Somos un país con un gran complejo de inferioridad. Y se nos nota demasiado. Y acaso una de las razones, que no la única, porque las hay de fuera y tienen que ver con añejos resquemores históricos, es sencillamente que no tenemos fe en nosotros mismos, que no nos creemos, en realidad, que tengamos nada que ofrecer al mundo, excepto “paela”, sangría barata y eriales enormes donde construir mastodónticas casas de juego, puteo y latrocinio. No hay más que conectarse un rato a la telebasura para ver lo que el país da de sí ¿Cómo van a ser los políticos los que nos rediman de nada, si han sido ellos, con sus comanditas y sociedades de socorros mutuos, los que han enfangado al país hasta hacerlo casi irreconocible?.
Al ridículo –sí, ridículo- de la presentación de la candidatura española por parte de “la alcalda” de Madrid, de nombre Botella, ha de añadírsele la desproporcionada representación española, compuesta por ¡180 personas! (¿A quiénes representaban? ¿A ellos mismos?) De las cuales, es fácil de suponer, 174 acudieron a la llamada del viajecito gratis, business class, hotel cinco estrellas, pensión completa, para celebrar… que hemos hecho el más absoluto ridículo internacional, y por tercera vez.
Pocos estuvieron a la altura de las circunstancias, con excepción del Príncipe y Pau Gassol.
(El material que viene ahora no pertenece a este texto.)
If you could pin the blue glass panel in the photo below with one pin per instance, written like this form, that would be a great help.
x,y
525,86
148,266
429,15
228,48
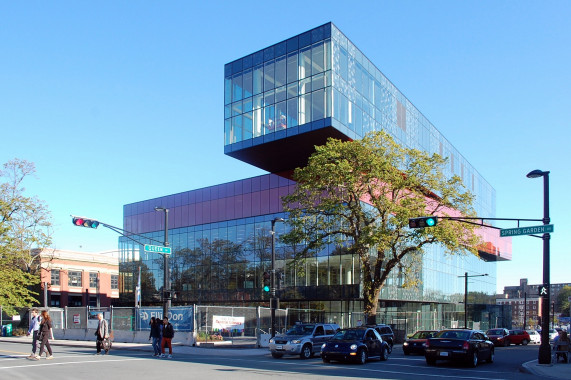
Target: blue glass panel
x,y
268,53
258,58
247,83
292,44
304,39
237,87
236,66
258,79
247,61
280,49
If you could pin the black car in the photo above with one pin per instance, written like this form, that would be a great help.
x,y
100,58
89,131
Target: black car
x,y
417,341
464,345
387,334
357,344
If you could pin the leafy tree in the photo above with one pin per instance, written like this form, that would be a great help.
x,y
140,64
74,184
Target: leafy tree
x,y
25,229
360,194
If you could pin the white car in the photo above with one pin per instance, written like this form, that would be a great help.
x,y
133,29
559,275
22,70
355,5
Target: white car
x,y
534,336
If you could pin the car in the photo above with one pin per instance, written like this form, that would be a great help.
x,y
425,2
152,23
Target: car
x,y
387,334
416,342
464,345
500,337
304,339
355,344
534,336
518,337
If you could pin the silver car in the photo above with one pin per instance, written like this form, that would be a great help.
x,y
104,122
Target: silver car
x,y
302,339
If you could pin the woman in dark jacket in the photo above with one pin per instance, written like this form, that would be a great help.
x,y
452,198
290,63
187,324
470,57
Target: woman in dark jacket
x,y
45,334
155,335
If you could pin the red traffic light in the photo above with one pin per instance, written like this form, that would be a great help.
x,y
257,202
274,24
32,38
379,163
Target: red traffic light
x,y
84,222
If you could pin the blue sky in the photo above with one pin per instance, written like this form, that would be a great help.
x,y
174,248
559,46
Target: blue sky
x,y
117,102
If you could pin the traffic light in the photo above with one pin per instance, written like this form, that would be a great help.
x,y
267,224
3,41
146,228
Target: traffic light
x,y
84,222
267,281
425,221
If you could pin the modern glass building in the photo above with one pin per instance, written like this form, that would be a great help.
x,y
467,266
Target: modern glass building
x,y
279,103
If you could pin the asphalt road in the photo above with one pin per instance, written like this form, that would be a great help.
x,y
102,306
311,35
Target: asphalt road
x,y
80,363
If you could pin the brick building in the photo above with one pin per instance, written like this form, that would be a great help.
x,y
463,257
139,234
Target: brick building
x,y
79,279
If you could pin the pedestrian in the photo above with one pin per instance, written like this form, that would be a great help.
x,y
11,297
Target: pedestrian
x,y
45,333
155,335
34,330
102,333
168,334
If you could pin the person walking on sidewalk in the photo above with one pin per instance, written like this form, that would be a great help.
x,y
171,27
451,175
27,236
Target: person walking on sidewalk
x,y
34,331
45,333
155,335
168,334
102,333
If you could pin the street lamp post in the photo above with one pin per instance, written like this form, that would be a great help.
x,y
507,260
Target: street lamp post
x,y
273,299
466,295
544,349
166,283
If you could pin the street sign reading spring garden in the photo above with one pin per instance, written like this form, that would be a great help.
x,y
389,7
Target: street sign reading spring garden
x,y
158,249
544,229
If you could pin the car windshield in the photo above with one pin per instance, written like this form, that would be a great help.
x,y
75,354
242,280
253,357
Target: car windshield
x,y
349,335
453,335
421,335
300,330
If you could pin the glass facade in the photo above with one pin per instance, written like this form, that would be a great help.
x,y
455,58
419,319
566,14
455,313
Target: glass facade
x,y
220,235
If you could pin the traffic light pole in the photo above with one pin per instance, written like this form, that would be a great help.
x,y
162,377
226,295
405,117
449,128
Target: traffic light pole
x,y
273,299
166,283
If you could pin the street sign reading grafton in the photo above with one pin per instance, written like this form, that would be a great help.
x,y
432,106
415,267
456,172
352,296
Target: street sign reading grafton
x,y
544,229
158,249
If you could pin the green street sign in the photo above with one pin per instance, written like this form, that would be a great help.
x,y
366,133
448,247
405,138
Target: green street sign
x,y
158,249
544,229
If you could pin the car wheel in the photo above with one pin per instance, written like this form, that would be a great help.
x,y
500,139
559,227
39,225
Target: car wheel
x,y
362,356
306,352
384,354
474,362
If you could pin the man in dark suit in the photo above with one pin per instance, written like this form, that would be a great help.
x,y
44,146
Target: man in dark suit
x,y
102,333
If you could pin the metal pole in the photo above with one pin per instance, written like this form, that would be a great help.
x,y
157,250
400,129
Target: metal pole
x,y
273,300
167,284
545,349
524,308
273,281
466,300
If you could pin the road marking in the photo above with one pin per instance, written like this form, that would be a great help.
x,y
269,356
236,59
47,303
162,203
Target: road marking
x,y
68,363
387,371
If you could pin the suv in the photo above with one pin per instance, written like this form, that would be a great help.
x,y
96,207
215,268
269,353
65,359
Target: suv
x,y
303,339
387,334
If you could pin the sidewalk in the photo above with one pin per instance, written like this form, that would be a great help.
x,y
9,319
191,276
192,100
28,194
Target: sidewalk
x,y
178,349
548,371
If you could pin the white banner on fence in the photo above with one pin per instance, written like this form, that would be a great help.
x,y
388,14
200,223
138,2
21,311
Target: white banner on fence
x,y
223,323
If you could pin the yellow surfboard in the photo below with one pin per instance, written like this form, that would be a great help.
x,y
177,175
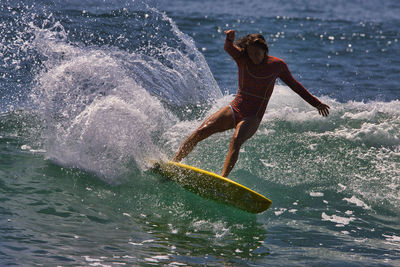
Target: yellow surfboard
x,y
214,186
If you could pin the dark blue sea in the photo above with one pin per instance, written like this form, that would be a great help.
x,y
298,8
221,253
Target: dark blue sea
x,y
92,91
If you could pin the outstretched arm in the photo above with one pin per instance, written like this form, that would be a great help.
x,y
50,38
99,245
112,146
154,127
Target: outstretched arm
x,y
288,78
234,51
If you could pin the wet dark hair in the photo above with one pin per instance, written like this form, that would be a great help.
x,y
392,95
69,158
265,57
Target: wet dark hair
x,y
252,39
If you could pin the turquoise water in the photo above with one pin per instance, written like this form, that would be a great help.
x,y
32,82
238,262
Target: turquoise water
x,y
90,91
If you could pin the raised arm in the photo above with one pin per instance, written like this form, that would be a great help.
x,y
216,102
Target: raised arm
x,y
234,51
288,78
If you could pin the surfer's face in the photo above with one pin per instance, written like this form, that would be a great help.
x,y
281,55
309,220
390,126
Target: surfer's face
x,y
256,53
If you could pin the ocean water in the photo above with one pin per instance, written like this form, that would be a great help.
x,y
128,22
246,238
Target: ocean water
x,y
91,90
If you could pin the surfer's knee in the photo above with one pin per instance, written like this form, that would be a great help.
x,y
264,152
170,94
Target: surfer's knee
x,y
237,141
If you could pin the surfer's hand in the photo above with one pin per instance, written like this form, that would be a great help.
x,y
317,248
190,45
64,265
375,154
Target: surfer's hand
x,y
323,109
230,35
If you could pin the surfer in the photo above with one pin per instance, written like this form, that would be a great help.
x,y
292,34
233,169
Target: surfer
x,y
258,72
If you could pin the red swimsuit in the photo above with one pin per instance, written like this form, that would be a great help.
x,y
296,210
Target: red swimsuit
x,y
256,83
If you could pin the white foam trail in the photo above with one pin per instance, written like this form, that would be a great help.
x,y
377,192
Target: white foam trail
x,y
103,107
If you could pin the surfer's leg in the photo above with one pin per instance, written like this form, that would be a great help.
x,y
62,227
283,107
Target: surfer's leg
x,y
220,121
244,130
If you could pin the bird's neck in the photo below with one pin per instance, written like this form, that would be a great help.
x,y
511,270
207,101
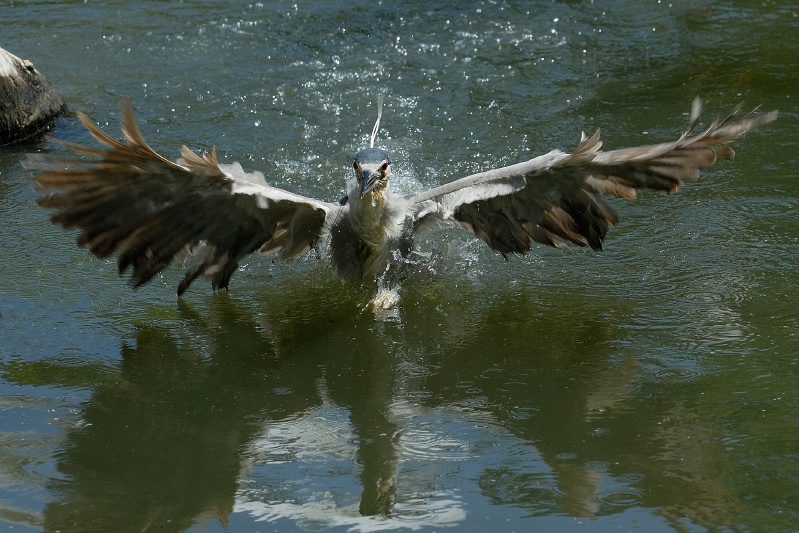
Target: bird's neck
x,y
374,217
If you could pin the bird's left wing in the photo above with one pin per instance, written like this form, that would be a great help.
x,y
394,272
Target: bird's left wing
x,y
131,201
558,198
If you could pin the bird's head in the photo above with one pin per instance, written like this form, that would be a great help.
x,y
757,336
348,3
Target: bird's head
x,y
372,169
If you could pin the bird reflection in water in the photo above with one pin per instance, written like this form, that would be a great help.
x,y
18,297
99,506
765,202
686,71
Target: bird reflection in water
x,y
191,431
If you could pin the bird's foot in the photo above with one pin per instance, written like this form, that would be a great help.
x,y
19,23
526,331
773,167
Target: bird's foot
x,y
384,300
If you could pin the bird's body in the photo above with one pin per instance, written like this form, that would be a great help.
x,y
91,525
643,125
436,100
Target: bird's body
x,y
149,210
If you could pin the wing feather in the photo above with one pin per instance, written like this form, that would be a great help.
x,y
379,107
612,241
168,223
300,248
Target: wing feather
x,y
130,201
558,198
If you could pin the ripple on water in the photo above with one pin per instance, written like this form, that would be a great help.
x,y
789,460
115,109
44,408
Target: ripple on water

Pero lo peor no queda ahí sino, recuperados del estupor, en comprobar con amargura cómo la absurda inversión en estructuras supermillonaria , que iniciara el faraón Gallardón I, no va servir para casi nada; o sí: para endeudarnos más si cabe, ya que para terminar toda la serie de recintos deportivos que han quedado sin destino claro, los contribuyentes deberemos pagar otros mil quinientos millones.
De entre todo este desastre anunciado –porque algunos sensatos, aquellos a los que nadie escucha, lo previeron- surgen dos esperanzas, y no hay facilón juego de palabras: que Ana Botella, nuestra castiza Cruella, esté tocada y casi hundida como figurante (nunca fue figura) política y que ese individuo tan desagradable de nombre Sheldom Adelman se raje y decida montar su quiosquito de tragaperras en otra parte.